Left inverse implies right inverse in a finite ring

Let $$R$$ be a finite ring with identity $$1$$, and assume $$\exists x,y\in R$$ such that $$xy=1$$. How can I show it implies $$yx=1$$?

• $ya=yb\Rightarrow y(a-b)=0\Rightarrow xy(a-b)=0\Rightarrow a-b=0\Rightarrow a=b$ – anon Jul 21 '13 at 10:54
• It is true for any noetherian ring, so it's true in this case! – A_Sh Feb 26 '17 at 21:12

Hint: $xy=1$ implies that left multiplication by $y$ is one-to-one. Can you draw a conclusion whether or not there is a $z$ such that $yz=1$?

If so, you can complete the argument by showing that $z=x$.

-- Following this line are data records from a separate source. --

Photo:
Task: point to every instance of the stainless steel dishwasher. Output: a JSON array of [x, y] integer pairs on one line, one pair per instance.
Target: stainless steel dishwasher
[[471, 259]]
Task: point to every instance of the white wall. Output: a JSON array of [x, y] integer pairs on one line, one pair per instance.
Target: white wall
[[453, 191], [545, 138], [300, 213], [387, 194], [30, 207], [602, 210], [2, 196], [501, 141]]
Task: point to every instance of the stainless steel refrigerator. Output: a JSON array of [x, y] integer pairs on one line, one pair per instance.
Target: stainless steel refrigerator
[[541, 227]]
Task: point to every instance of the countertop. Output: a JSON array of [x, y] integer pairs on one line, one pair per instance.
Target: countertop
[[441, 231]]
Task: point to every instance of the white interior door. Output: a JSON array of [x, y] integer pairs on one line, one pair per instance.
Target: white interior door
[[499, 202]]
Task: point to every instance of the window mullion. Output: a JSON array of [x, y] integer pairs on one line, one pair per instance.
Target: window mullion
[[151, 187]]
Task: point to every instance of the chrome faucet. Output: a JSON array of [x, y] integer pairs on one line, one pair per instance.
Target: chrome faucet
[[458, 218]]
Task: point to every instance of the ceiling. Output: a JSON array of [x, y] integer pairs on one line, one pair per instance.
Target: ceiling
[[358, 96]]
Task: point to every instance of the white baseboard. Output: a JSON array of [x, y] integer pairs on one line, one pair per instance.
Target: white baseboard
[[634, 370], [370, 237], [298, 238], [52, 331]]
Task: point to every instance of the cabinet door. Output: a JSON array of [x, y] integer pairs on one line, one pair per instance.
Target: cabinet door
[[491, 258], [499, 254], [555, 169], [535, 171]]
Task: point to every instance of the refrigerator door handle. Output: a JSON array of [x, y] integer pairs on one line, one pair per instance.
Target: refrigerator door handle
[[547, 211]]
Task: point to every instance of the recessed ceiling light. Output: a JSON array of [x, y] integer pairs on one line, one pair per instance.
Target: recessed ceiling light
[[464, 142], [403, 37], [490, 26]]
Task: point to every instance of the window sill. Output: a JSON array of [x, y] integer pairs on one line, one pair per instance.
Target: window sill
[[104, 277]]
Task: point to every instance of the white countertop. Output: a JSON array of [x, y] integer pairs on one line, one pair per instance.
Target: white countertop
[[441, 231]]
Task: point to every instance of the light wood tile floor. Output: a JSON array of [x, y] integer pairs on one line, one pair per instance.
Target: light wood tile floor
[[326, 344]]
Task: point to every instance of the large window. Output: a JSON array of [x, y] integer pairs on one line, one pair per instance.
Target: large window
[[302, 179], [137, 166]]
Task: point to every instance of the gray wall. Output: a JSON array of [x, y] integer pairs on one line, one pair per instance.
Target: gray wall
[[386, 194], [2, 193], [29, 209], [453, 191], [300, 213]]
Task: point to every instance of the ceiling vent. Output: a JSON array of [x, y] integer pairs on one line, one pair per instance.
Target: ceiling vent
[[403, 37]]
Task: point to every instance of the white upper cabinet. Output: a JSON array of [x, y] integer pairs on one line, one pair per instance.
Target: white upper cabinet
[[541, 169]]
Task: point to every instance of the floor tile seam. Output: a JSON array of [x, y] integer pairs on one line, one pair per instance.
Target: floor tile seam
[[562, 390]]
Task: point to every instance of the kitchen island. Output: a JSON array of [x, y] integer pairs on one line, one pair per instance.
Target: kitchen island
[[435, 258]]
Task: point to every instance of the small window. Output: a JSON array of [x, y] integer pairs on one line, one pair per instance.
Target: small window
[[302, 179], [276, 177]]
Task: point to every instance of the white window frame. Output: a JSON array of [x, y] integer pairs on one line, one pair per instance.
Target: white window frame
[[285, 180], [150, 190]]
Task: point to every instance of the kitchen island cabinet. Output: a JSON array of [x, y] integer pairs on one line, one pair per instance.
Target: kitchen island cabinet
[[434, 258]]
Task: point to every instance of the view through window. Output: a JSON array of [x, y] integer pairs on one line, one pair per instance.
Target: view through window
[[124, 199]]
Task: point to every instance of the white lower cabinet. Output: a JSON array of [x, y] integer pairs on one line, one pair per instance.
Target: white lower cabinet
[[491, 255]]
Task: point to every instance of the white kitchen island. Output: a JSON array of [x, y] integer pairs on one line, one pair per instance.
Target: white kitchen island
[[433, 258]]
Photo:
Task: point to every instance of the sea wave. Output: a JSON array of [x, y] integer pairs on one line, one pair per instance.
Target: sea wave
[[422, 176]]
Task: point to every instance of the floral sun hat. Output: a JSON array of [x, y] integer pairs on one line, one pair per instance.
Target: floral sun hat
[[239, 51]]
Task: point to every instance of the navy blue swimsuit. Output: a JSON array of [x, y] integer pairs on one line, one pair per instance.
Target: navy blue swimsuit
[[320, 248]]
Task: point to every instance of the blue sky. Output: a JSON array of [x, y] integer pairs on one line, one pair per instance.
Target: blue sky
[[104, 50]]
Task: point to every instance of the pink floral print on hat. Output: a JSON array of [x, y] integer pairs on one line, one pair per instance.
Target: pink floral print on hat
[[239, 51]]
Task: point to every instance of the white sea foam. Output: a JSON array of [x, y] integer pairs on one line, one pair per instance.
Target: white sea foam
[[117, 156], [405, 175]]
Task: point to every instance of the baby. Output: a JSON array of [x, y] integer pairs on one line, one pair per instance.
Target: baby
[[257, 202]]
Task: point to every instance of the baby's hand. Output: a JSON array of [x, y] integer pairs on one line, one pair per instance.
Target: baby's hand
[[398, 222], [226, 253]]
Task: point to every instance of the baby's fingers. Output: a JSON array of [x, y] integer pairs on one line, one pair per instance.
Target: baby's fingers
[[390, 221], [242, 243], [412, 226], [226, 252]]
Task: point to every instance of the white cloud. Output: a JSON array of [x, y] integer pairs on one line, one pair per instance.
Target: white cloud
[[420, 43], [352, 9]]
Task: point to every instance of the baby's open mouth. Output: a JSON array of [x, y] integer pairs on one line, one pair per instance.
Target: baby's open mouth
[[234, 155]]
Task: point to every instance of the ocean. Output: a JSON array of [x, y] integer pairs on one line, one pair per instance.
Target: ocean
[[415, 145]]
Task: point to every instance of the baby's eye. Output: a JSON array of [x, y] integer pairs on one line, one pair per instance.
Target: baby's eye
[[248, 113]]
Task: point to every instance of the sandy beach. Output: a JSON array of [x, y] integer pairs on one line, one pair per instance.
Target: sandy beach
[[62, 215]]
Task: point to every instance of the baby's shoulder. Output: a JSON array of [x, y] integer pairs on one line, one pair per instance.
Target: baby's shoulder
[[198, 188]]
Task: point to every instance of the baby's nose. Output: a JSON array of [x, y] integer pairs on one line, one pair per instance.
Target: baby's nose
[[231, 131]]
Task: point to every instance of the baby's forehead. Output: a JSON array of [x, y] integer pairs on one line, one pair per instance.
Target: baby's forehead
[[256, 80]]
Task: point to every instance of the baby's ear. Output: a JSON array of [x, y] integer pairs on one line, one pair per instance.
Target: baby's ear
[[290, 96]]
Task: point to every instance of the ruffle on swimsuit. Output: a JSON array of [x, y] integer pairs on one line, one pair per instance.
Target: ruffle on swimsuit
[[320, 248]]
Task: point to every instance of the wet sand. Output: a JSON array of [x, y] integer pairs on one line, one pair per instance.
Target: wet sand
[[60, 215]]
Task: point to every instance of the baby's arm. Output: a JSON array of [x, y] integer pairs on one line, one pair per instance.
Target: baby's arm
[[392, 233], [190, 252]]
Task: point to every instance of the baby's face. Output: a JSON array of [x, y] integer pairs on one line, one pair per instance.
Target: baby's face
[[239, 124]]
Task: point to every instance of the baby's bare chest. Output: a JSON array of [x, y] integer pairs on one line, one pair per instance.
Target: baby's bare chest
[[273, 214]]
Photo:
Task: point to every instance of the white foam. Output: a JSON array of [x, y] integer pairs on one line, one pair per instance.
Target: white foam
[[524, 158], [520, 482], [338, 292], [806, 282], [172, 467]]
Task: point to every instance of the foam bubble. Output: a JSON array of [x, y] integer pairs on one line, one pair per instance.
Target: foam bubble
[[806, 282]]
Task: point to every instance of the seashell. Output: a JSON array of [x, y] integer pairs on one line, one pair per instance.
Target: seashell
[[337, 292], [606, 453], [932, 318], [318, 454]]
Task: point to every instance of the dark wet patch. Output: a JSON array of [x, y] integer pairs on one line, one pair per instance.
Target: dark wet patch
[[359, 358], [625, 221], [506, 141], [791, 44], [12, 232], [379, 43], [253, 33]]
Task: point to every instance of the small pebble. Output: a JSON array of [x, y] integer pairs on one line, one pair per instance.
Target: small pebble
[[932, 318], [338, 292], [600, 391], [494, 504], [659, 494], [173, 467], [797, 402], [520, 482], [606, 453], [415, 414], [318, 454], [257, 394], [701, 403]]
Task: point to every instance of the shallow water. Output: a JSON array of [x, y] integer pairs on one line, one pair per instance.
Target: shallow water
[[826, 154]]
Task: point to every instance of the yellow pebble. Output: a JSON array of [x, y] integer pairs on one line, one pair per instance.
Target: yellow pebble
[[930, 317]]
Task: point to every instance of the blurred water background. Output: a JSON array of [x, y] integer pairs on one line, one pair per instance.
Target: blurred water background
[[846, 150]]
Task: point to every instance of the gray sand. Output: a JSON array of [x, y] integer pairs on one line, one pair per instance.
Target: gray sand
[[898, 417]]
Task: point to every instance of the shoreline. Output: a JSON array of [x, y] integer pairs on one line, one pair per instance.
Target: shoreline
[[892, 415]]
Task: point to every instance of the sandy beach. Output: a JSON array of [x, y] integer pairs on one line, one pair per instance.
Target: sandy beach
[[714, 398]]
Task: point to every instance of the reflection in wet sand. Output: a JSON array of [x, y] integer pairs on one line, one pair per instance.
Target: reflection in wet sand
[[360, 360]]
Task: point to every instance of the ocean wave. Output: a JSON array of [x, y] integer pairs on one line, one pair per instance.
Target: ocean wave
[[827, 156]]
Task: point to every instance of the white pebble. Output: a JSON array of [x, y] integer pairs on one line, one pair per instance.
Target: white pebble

• Easy exercise: modify the proof for the case where $R$ is a finite $k$-algebra, where $k$ is field. Hard exercise: find a proof that works for both at once. (Hint: invent $\mathbb{F}_1$.) – Zhen Lin Apr 29 '12 at 19:37
• @Zhen You may find of interest work by Vasconcelos, Armendariz et. al on analogous questions for finitely generated modules. For references see my 2007/12/12 sci.math post – Bill Dubuque Apr 29 '12 at 20:33
• @rschwieb could you help me with this problem: math.stackexchange.com/questions/2163962/… It's similar. – ALannister Feb 27 '17 at 17:28
• @ALannister I added an answer I always give for that, since I can't seem to find a link to one I wrote previously. – rschwieb Feb 27 '17 at 18:48

Hint $\$ As often occurs, this result on numbers is a special case of a result on functions. namely, consider $\rm\:x,y\:$ as left-multiplication maps $\rm\:f(r) = xr,\ g(r) = yr,\:$ then apply the following

Lemma $\rm\ fg = 1\ \Rightarrow\ gf = 1\$ for maps $\rm\:f,g\:$ on a finite set $\rm\:R.$

$\rm(1)\ \ \ fg = 1\ \Rightarrow\ g\ is\ 1\!-\!1\:$ by $\rm\:f\:$ of $\rm\:g(a) = g(b)\ \Rightarrow\ a = b$

$\rm(2)\ \ \ g\ is\ 1\!-\!1\ \Rightarrow\ g\:$ is onto, since $\rm\:R\:$ is finite

$\rm(3)\ \ \ g\ is\ onto\ \Rightarrow\ gf = 1\:$ by $\rm\ a = g(b) = g(fg(b)) = gf(a)$

Remark $\$ In fact we may view the ring as the set of such maps (left-regular representation), where the elements of $\rm\:R\:$ are essentially viewed as $1$-dimensional matrices. Then the above is analogous to a well-known result about matrices, e.g. see my post here where I prove $\rm\ AB = I\:\Rightarrow\; BA = 1,\:$ or, equivalently, $\rm\:B\:$ injective $\rm \Rightarrow$ $\rm\: B\:$ surjective, by exploiting the pigeonhole principle. See also other posts in that thread which clarify the fundamental role played by the pigeonhole principle. See also this question on Dedekind-finite rings, i.e. rings where $\rm\:xy = 1\:\Rightarrow\: yx = 1.$

Let $f_y\colon:R\rightarrow R,\ z\mapsto yz$ then: $$f_y(z)=f_y(t)\iff yz=yt\Rightarrow x(yz)=x(yt)\Rightarrow (xy)z=(xy)t\Rightarrow z=t$$ hence $f_y$ is one to one. Now since $R$ is finite then the map $f_y$ is bijective hence there's a unique $z\in R$ s.t. $f_y(z)=yz=1$ so $x(yz)=(xy)z=z=x$ and conclude.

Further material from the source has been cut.